Ratnasooriya W D, Sharpe R M
MRC Reproductive Biology Unit, Centre for Reproductive Biology, Edinburgh, U.K.
Int J Androl. 1989 Feb;12(1):44-57. doi: 10.1111/j.1365-2605.1989.tb01284.x.
Rats were treated with a single high dose of methoxy acetic acid (MAA; 650 mg/kg) specifically to deplete seminiferous tubules of pachytene and later spermatocytes. The impact of this selective depletion on subsequent spermatogenesis, sperm output and fertility was then evaluated at intervals ranging from 3 days to 10 weeks. Cauda epididymal sperm number was reduced progressively beyond 2 weeks post-treatment and reached a nadir at 5-6 weeks (28-34% of control values) before recovering progressively back to control levels at 10 weeks. Sperm motility was reduced significantly at 4-7 weeks post-treatment with a nadir at 6 weeks (35% of control values). Thus, at 5-6 weeks after MAA treatment, motile sperm output was reduced by 82-88%. Despite these changes, there was little evidence for infertility in the majority of treated males during a serial mating trial. Evaluation of seminiferous tubule morphology combined with germ cell counts at stage VII of the spermatogenic cycle confirmed that, initially, MAA induced the specific loss of pachytene and later spermatocytes at all stages other than early to mid stage VII. Maturation depletion of germ cells at later intervals was consistent with the initial effects of MAA, although at 21 days post-treatment a number of unpredicted (? secondary) changes in spermatogenesis were observed. These were (a) a reduction in number of pachytene spermatocytes at late stage VII/early stage VIII, (b) retention of sperm at stages IX-XIV, and (c) increased degeneration of pachytene spermatocytes and round spermatids at stage VII and of secondary spermatocytes at stages XIV-I. Whilst none of these changes was severe, together they probably accounted for the unexpectedly prolonged drop in sperm output. It is concluded that whilst deleterious changes in spermatogenesis may occur secondarily following MAA treatment, for the most part spermatogenesis proceeds normally and fertility is largely maintained despite a massive but transient decrease in sperm output.

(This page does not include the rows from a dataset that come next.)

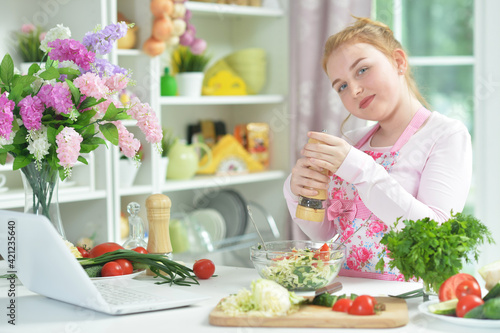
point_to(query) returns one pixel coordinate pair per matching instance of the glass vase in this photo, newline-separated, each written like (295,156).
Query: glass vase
(40,192)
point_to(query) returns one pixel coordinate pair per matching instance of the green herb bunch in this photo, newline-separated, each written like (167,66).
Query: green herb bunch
(185,61)
(432,252)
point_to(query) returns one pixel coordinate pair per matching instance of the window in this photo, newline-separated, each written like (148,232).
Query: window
(439,38)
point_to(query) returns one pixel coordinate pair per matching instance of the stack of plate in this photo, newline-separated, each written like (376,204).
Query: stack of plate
(231,206)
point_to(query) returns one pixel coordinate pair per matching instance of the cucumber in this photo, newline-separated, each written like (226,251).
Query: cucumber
(447,308)
(493,293)
(491,308)
(476,313)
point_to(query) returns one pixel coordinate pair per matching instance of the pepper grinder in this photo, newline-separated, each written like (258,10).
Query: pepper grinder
(158,208)
(312,208)
(136,237)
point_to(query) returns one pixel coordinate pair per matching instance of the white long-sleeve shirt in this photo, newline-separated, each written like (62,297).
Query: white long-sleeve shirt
(431,178)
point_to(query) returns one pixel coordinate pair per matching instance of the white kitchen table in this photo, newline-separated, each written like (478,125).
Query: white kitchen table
(35,313)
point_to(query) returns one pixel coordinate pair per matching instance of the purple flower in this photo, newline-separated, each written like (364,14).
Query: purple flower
(72,50)
(101,42)
(6,116)
(104,68)
(31,111)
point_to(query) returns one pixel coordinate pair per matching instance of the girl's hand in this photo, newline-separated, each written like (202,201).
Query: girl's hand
(327,155)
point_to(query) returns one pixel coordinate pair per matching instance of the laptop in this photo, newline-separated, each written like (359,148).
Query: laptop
(36,253)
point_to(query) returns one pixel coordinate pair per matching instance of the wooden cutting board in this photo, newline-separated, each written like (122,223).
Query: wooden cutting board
(395,315)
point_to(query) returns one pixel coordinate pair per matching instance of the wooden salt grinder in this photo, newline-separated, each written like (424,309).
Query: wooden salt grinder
(158,212)
(315,214)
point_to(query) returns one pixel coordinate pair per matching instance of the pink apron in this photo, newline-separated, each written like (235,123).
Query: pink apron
(348,212)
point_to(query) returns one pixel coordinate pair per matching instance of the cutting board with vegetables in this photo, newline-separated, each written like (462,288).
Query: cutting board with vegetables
(395,315)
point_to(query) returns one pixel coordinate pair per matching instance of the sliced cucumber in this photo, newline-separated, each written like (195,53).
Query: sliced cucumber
(491,308)
(493,293)
(447,308)
(476,313)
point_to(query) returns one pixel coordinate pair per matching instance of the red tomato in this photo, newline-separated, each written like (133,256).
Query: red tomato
(342,305)
(126,266)
(140,249)
(204,268)
(111,268)
(448,289)
(83,252)
(100,249)
(468,288)
(363,305)
(467,303)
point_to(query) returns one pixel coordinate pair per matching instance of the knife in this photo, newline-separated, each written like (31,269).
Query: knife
(331,288)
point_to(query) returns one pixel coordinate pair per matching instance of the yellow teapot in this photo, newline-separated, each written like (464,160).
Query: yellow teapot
(183,159)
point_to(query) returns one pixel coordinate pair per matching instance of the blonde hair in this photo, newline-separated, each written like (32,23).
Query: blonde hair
(377,34)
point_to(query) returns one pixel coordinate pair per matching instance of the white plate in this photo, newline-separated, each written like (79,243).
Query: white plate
(119,277)
(212,221)
(456,320)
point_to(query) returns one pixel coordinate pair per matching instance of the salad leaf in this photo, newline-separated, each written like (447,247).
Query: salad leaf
(431,251)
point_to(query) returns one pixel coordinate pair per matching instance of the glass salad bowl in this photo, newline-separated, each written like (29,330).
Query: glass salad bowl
(298,265)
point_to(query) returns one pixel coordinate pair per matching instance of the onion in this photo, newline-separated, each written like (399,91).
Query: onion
(161,8)
(153,47)
(162,28)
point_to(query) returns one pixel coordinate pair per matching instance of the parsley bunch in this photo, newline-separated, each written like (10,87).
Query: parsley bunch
(431,251)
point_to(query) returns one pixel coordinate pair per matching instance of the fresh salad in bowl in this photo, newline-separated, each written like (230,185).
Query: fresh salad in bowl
(298,265)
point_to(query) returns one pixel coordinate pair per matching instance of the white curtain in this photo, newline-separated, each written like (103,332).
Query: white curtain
(313,103)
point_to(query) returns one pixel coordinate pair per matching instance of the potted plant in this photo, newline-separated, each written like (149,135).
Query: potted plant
(29,39)
(169,139)
(190,69)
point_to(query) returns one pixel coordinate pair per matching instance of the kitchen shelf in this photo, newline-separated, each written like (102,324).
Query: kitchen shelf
(222,100)
(129,52)
(15,197)
(218,181)
(212,9)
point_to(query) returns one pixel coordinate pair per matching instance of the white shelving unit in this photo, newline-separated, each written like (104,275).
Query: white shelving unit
(226,28)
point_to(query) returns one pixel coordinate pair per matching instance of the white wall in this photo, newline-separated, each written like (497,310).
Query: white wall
(487,121)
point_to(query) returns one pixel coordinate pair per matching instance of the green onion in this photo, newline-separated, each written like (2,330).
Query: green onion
(169,270)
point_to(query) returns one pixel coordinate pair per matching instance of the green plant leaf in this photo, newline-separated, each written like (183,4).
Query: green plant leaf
(7,69)
(85,148)
(20,162)
(50,73)
(75,93)
(20,137)
(33,69)
(95,141)
(3,158)
(83,160)
(111,113)
(90,102)
(16,93)
(110,132)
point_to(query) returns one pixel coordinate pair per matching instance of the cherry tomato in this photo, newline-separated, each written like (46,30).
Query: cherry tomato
(111,268)
(100,249)
(342,305)
(363,305)
(448,289)
(204,268)
(467,303)
(468,288)
(140,249)
(126,266)
(83,252)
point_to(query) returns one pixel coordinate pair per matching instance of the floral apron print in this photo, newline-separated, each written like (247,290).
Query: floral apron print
(348,212)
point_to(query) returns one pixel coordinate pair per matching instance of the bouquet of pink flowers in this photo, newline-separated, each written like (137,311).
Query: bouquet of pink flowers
(69,108)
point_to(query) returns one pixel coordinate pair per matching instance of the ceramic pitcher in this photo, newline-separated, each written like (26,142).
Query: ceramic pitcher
(184,159)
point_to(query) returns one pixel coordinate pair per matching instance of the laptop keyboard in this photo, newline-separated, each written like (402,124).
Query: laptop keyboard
(118,295)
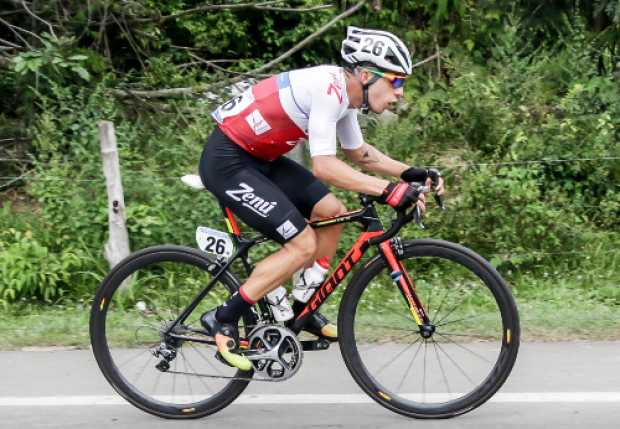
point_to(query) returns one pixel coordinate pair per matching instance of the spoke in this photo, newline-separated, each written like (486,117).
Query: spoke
(443,372)
(416,331)
(381,343)
(462,371)
(397,356)
(174,378)
(465,348)
(454,334)
(400,385)
(126,361)
(424,374)
(141,371)
(468,294)
(430,296)
(443,299)
(458,320)
(189,383)
(196,372)
(159,373)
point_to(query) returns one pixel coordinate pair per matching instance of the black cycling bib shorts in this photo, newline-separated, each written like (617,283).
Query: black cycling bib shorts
(275,198)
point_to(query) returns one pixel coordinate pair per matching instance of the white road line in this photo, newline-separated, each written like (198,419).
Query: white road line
(536,397)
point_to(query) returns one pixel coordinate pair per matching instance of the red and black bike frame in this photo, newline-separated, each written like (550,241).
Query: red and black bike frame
(373,234)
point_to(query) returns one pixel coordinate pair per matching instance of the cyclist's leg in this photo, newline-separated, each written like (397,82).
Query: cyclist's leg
(329,236)
(315,202)
(238,181)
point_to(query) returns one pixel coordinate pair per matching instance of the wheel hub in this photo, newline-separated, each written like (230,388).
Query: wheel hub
(427,331)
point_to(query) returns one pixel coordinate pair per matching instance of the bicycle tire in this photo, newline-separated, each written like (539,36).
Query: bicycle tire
(105,295)
(469,260)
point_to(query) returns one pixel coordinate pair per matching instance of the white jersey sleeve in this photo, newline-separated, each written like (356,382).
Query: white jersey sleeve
(349,131)
(324,114)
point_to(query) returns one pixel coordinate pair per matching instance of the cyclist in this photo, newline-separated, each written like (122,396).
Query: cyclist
(243,166)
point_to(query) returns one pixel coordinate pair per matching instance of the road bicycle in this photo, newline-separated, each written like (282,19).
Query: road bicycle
(427,328)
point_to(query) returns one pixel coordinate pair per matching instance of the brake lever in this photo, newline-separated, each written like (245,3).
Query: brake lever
(439,201)
(417,216)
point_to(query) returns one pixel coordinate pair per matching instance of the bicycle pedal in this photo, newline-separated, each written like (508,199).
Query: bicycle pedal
(219,357)
(311,345)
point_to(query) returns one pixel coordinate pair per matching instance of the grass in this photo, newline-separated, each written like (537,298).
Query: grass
(550,310)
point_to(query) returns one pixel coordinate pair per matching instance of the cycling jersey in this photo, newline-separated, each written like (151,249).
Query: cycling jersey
(273,197)
(273,116)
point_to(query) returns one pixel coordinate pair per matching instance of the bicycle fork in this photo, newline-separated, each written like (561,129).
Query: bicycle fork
(406,286)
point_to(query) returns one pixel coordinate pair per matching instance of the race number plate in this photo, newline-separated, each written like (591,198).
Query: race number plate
(213,241)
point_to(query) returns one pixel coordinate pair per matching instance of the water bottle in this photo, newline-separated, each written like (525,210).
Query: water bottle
(306,281)
(280,306)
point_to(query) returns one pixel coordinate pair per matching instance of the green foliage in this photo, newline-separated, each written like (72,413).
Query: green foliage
(56,61)
(30,270)
(519,81)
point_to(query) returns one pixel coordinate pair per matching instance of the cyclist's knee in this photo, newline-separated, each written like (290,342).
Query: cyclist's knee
(303,245)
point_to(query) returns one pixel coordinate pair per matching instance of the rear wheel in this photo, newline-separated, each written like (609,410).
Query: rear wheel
(474,322)
(166,376)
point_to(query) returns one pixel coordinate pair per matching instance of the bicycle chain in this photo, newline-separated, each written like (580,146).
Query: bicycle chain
(223,377)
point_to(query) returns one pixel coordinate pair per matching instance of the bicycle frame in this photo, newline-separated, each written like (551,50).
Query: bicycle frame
(372,234)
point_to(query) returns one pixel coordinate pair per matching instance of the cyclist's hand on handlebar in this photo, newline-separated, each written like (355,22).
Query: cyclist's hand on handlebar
(399,195)
(430,177)
(435,181)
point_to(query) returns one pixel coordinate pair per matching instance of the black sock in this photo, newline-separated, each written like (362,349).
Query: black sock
(298,306)
(232,310)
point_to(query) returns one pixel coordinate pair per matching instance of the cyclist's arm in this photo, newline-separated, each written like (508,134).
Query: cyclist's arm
(330,169)
(323,125)
(369,158)
(362,154)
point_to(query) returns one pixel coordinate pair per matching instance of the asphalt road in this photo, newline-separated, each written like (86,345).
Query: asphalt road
(553,385)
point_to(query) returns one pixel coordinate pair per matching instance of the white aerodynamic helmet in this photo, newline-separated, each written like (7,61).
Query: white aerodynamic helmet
(383,49)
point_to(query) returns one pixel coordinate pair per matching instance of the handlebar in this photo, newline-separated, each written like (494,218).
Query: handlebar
(403,217)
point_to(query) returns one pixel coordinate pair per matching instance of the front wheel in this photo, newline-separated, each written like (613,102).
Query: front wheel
(474,324)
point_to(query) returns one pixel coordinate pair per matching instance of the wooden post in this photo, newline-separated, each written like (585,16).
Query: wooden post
(297,154)
(117,246)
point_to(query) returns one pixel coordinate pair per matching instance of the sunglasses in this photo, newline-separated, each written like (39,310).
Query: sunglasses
(396,80)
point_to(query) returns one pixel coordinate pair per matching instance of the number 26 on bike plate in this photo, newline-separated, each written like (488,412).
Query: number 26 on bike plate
(213,241)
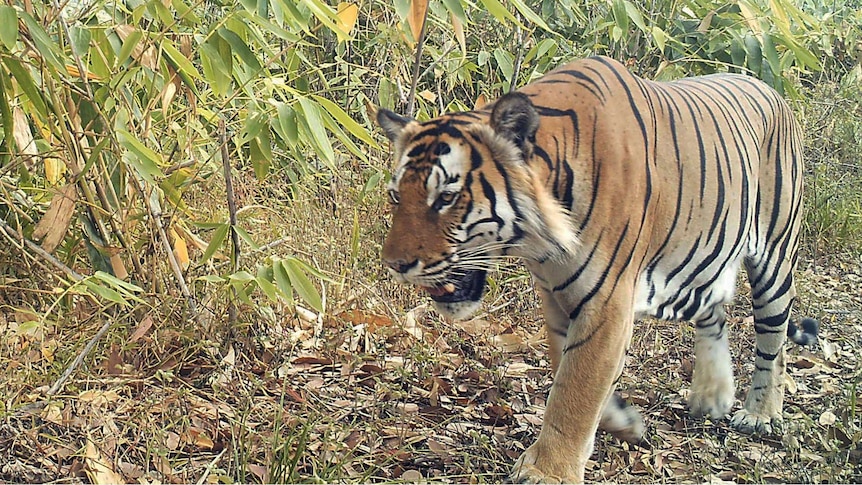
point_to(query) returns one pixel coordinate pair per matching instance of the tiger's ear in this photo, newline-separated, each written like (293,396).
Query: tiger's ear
(391,122)
(515,118)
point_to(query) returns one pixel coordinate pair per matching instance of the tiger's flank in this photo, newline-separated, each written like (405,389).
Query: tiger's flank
(625,198)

给大鼠单次高剂量注射甲氧基乙酸(MAA;650毫克/千克),专门用于耗尽粗线期及后期精母细胞的生精小管。然后在3天至10周的时间间隔内评估这种选择性耗尽对后续精子发生、精子输出和生育能力的影响。治疗后2周后,附睾尾部精子数量逐渐减少,在5 - 6周时降至最低点(为对照值的28 - 34%),之后逐渐恢复至10周时的对照水平。治疗后4 - 7周精子活力显著降低,在6周时降至最低点(为对照值的35%)。因此,在MAA治疗后5 - 6周,有活力的精子输出减少了82 - 88%。尽管有这些变化,但在连续交配试验中,大多数接受治疗的雄性大鼠几乎没有不育的证据。对生精小管形态的评估以及生精周期VII期的生殖细胞计数证实,最初,MAA导致除VII期早期至中期外的所有阶段粗线期及后期精母细胞特异性缺失。后期生殖细胞的成熟耗竭与MAA的初始作用一致,尽管在治疗后21天观察到精子发生有一些未预测到的(?继发性)变化。这些变化包括:(a)VII期末/ VIII期初粗线期精母细胞数量减少;(b)IX - XIV期精子滞留;(c)VII期粗线期精母细胞和圆形精子细胞以及XIV - I期次级精母细胞的退化增加。虽然这些变化都不严重,但它们可能共同导致了精子输出意外地长期下降。结论是,虽然MAA治疗后精子发生可能继发有害变化,但在大多数情况下,精子发生仍正常进行,尽管精子输出大量但短暂减少,生育能力在很大程度上得以维持。